Charles Delamain no era sueco. Pero bastaba entrar en su despacho para preguntarse si no era su ambición serlo algún día, seguramente para complacer a sus accionistas. Sobre un mueble de Ikea había un plato con unos panecillos crujientes, de esos que dejan muchas migas.

– Me ha interesado mucho su trayectoria profesional… y…

– ¿Sí?

– Lleva alianza. ¿Está casada?

– Pues… sí.

Hubo un silencio. Charles había mirado varias veces el currículo de la joven, y no había visto que estaba casada. Cuando ella dijo «sí», volvió a echarle un vistazo. Efectivamente, estaba casada. Era como si, en su cerebro, la foto hubiera solapado la situación personal de esa mujer.
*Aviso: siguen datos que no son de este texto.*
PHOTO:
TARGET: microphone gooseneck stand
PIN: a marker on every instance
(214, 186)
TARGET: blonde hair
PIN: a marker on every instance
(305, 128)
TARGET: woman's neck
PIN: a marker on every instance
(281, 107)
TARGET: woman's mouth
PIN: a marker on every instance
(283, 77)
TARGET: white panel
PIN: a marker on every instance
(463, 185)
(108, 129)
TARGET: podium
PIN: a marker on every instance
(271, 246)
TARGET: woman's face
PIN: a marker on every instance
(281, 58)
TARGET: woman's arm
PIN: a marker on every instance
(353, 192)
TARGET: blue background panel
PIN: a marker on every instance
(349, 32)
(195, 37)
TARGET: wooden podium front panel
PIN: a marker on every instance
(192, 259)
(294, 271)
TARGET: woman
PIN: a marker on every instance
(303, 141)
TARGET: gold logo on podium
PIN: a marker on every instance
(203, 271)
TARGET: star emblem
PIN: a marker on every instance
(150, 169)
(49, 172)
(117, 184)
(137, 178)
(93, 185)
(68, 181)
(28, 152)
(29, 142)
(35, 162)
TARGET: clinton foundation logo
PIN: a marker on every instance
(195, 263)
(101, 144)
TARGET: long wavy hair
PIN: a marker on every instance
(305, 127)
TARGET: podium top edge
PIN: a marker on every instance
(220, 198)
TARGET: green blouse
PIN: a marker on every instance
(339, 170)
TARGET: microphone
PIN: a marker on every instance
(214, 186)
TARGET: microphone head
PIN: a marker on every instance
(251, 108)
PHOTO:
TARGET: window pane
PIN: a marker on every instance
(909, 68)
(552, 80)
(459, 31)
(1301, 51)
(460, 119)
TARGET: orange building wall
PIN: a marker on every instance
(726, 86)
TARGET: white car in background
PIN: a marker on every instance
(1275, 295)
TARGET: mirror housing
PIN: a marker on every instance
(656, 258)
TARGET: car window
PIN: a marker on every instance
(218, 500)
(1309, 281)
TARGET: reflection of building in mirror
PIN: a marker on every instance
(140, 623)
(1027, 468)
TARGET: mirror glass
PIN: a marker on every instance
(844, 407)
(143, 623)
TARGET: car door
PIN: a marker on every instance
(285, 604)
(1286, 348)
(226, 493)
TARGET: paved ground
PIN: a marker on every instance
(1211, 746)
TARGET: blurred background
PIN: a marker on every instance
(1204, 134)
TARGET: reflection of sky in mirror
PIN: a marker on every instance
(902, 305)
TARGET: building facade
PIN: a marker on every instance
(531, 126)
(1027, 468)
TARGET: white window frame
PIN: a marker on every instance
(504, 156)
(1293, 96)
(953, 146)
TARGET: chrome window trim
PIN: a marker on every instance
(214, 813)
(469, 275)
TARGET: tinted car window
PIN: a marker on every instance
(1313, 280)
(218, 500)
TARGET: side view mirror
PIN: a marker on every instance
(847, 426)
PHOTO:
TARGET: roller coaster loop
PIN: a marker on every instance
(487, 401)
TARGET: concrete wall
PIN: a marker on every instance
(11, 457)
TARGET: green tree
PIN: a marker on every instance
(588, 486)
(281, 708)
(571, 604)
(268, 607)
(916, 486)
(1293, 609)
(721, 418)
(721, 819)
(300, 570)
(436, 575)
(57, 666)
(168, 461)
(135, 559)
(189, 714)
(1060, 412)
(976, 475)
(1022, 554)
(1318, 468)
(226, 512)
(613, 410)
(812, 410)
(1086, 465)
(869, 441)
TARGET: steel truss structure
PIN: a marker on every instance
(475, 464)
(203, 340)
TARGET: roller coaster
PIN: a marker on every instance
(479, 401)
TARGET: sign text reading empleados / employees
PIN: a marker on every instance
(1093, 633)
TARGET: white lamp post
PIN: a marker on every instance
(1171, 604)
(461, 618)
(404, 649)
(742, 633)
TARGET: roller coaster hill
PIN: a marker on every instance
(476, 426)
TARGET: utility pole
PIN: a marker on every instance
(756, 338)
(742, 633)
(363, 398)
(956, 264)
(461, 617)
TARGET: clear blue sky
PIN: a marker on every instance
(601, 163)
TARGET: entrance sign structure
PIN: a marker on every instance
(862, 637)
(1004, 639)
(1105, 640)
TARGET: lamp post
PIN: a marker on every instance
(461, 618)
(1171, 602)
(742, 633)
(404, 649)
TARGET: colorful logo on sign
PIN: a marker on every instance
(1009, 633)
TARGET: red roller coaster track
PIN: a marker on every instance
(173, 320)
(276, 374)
Pero, después de todo, ¿tan importante era? Había que proseguir con la entrevista para que no se instalara ningún silencio incómodo.
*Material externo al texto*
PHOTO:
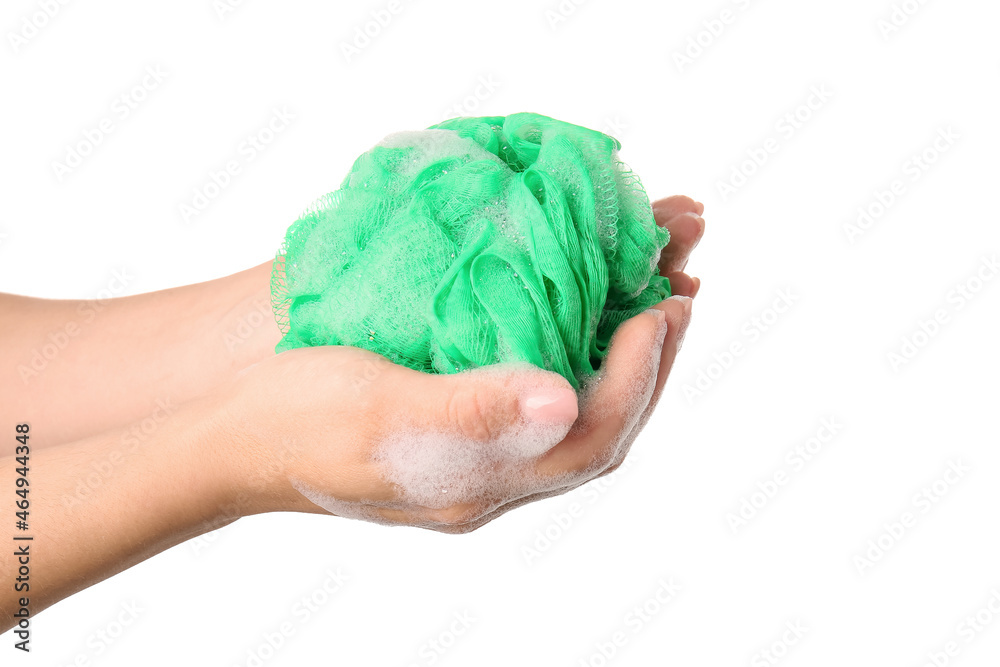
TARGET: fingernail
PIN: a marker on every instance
(550, 406)
(688, 304)
(685, 301)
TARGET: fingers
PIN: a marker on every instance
(681, 284)
(682, 217)
(615, 402)
(673, 206)
(485, 404)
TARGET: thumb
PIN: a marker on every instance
(493, 404)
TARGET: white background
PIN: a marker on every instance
(685, 127)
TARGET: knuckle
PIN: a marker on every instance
(471, 414)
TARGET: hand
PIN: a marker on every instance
(342, 430)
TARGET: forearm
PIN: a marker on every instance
(82, 367)
(176, 485)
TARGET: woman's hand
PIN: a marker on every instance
(343, 430)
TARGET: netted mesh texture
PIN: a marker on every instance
(475, 242)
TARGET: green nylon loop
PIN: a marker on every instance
(477, 241)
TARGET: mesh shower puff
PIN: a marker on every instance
(475, 242)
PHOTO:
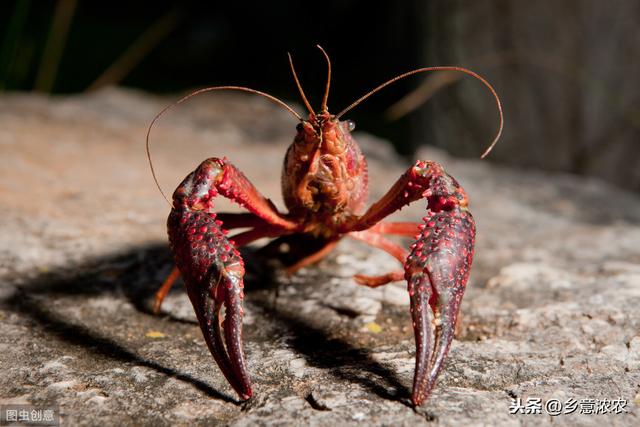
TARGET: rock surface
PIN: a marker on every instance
(550, 312)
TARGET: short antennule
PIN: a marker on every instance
(295, 77)
(323, 107)
(443, 68)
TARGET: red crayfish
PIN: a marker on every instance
(324, 184)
– ¿Y piensa tener hijos? -continuó Charles.

– Por ahora no -contestó Nathalie, sin la menor vacilación.

Esa pregunta podía parecer del todo natural en una entrevista de trabajo con una mujer joven y recién casada. Pero Nathalie sintió algo distinto, aunque no acertó a definir el qué. Charles había dejado de hablar y la miraba fijamente. Por fin se levantó y cogió un panecillo.

– ¿Quiere un Krisproll?

– No, gracias.

– Debería tomar uno.

– Es usted muy amable, pero no tengo hambre.

– Pues debería acostumbrarse, aquí no se come otra cosa.

– ¿Quiere decir… que…?

– Sí.

9

Nathalie pensaba a veces que la gente envidiaba su felicidad. Era algo difuso, nada concreto en realidad, sólo una impresión pasajera. Pero le daba esa sensación. Se plasmaba en detalles, en sonrisas apenas esbozadas pero muy elocuentes, en maneras de mirarla. Nadie podía imaginar que a veces esa felicidad le daba miedo, Nathalie temía que pudiera llevar intrínseca la amenaza de la desgracia. A veces rectificaba cuando decía «soy feliz», era como una superstición, un recuerdo de todos esos momentos en la vida en que, al final, la suerte no le había sonreído.
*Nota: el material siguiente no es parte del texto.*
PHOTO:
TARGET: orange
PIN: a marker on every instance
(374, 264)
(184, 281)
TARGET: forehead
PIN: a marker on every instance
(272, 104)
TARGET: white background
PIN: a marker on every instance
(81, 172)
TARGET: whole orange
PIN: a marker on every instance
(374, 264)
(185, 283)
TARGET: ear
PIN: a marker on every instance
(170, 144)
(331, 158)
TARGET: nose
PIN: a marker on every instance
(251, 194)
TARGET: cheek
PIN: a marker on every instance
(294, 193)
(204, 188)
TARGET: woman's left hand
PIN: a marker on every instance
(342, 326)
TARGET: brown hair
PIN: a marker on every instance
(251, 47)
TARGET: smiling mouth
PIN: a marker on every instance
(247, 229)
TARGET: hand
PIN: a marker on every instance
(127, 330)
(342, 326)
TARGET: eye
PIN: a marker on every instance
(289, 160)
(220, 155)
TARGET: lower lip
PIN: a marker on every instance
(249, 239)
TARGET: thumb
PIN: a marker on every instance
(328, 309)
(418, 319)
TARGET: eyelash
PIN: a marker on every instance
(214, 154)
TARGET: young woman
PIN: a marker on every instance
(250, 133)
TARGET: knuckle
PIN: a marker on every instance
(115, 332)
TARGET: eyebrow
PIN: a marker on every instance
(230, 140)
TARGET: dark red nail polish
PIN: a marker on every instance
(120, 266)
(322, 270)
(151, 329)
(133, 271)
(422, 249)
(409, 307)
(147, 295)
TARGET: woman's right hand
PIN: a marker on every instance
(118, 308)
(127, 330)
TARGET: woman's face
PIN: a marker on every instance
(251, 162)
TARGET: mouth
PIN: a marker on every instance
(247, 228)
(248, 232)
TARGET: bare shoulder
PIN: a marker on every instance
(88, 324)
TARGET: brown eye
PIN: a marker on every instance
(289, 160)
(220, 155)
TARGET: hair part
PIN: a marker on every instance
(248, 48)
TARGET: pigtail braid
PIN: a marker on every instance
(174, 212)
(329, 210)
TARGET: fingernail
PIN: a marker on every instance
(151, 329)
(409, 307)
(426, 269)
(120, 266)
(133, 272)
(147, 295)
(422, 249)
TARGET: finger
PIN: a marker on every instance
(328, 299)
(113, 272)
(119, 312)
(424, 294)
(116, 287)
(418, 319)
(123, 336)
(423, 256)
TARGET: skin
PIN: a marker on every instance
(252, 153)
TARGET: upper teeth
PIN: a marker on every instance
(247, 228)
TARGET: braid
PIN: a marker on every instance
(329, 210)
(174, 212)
La familia y los amigos presentes el día de su boda formaban lo que podría llamarse el primer círculo de presión social. Presión que pedía la venida al mundo de un niño. ¿Tanto se aburrían en su vida como para que les interesara hasta ese punto la de los demás? Así es siempre: vivimos sometidos a la tiranía de los deseos ajenos. Nathalie y François no querían convertirse en un culebrón para su entorno. Por ahora, les gustaba la idea de ser dos, solos en el mundo, de encarnar el cliché absoluto de la armonía sentimental. Desde el día en que se conocieron, habían vivido en una libertad absoluta. Como a ambos les encantaba viajar, habían aprovechado el más mínimo fin de semana soleado para recorrer Europa con romántica inocencia. Testigos de su amor habrían podido verlos en Roma, en Lisboa o en Berlín. Se habían sentido más cerca que nunca uno de otro al alejarse así. Esos viajes ponían de manifiesto también su auténtico sentido de lo novelesco. Les encantaba dedicar la velada a recrear su encuentro, recordando con gusto cada detalle, celebrando la puntería del azar. En materia de mitología de su amor, eran como niños, pues no se cansaban de escuchar la misma historia una y otra vez.